Optum offers analytics service to help physicians treat at-risk patients

The initiative seeks to identify those with serious conditions, and improve care and outcomes under value-based contracts.

Optum, the healthcare business services arm of UnitedHealth Group, is making data available to healthcare providers working under at-risk contracts with health insurers to help doctors identify at-risk patients and engage them to improve health outcomes.

The initiative also is intended to give providers help to improve their quality of care and outcomes.
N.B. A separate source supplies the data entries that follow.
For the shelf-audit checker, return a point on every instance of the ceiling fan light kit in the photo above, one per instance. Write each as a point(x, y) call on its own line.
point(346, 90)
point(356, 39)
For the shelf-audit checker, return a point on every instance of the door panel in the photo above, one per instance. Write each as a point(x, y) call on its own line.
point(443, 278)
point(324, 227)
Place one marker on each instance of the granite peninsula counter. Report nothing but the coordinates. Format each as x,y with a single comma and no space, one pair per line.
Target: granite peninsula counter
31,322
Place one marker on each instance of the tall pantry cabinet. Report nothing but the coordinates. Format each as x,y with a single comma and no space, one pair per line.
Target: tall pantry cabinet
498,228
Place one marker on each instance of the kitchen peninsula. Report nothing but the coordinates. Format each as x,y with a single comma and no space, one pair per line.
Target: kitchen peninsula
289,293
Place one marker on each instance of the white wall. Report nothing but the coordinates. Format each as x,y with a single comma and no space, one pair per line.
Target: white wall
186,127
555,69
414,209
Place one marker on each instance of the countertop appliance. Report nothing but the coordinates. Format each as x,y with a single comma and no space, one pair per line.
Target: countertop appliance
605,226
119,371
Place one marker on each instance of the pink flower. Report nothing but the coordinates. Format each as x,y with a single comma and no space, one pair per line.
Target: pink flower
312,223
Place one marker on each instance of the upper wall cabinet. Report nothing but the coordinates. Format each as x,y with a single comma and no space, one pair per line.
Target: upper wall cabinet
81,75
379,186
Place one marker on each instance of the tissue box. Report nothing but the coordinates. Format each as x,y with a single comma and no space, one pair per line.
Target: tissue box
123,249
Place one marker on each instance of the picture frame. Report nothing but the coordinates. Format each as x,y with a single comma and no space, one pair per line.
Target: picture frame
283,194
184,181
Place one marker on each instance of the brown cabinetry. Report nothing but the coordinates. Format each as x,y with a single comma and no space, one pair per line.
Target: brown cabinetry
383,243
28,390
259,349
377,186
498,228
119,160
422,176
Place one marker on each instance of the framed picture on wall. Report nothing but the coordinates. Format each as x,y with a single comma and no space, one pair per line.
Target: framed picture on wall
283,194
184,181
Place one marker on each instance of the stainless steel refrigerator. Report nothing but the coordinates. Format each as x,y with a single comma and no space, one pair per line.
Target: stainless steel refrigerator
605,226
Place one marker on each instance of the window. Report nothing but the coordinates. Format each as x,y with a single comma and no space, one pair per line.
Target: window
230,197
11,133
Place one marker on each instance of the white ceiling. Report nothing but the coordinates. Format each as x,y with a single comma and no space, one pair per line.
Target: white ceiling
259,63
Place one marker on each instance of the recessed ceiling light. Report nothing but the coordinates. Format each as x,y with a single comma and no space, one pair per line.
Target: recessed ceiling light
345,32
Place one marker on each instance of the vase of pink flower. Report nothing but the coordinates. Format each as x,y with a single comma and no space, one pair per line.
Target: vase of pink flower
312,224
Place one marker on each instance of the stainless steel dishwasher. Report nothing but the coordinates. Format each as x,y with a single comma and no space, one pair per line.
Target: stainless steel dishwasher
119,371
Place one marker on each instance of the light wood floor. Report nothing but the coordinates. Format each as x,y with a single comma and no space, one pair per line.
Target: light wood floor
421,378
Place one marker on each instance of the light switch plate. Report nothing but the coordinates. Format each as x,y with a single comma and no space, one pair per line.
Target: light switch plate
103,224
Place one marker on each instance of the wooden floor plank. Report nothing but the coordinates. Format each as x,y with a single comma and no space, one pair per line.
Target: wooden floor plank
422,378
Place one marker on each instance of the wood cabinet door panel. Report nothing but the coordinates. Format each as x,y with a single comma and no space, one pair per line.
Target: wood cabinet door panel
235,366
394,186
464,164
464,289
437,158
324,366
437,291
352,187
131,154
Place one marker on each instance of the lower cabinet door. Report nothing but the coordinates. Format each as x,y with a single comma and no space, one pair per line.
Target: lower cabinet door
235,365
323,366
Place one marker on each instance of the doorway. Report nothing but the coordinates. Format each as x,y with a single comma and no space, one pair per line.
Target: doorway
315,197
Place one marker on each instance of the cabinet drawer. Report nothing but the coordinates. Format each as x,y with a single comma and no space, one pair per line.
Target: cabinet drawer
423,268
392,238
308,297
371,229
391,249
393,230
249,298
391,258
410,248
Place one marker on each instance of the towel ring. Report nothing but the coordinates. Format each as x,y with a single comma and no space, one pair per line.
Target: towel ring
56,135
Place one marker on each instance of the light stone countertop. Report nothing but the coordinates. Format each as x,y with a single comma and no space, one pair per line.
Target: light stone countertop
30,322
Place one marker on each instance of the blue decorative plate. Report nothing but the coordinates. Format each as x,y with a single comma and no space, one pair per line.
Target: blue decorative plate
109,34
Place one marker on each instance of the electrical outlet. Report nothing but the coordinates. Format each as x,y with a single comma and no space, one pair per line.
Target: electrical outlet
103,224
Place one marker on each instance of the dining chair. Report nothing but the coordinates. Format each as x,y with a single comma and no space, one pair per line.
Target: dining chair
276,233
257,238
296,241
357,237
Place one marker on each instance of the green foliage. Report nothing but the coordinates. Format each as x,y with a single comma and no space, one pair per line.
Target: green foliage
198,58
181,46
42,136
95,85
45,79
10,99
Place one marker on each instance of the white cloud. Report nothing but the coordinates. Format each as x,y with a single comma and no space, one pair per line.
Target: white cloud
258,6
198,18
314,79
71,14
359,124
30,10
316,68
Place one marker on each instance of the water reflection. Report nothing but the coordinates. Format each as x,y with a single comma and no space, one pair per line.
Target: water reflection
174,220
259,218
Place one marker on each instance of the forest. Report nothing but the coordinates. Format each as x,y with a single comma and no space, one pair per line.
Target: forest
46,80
The data given to primary care and high-volume specialty physicians will be made available on a platform from HealthBI that supports workflows, coordination and collaboration to execute patient care across specialties and settings, says Benton Davis, senior vice president and general manager of networks and population health at Optum.

Some of the doctors have at-risk contracts that vary in the amount of risk, while others may be working under the fee-for-service model. “We have massive data stores and can provide actionable analytics to providers on a timely basis in near real-time,” Davis adds.

The data can show physicians where they need to close clinical care gaps and inform doctors of patients with potential morbidities so they can more deeply engage with those patients.

Use of claims and clinical data along with risk adjustment services rendered by Optum and HealthBI can identify patients with suspected medical conditions.

Davis gives an example of a patient who has not been formally diagnosed by a doctor, although laboratory data shows the patient likely has a medical condition that needs to be assessed.

“We’ll inform the physician and help get the patient scheduled for an assessment,” he adds. “We have a facilitated process of what we see in the data.”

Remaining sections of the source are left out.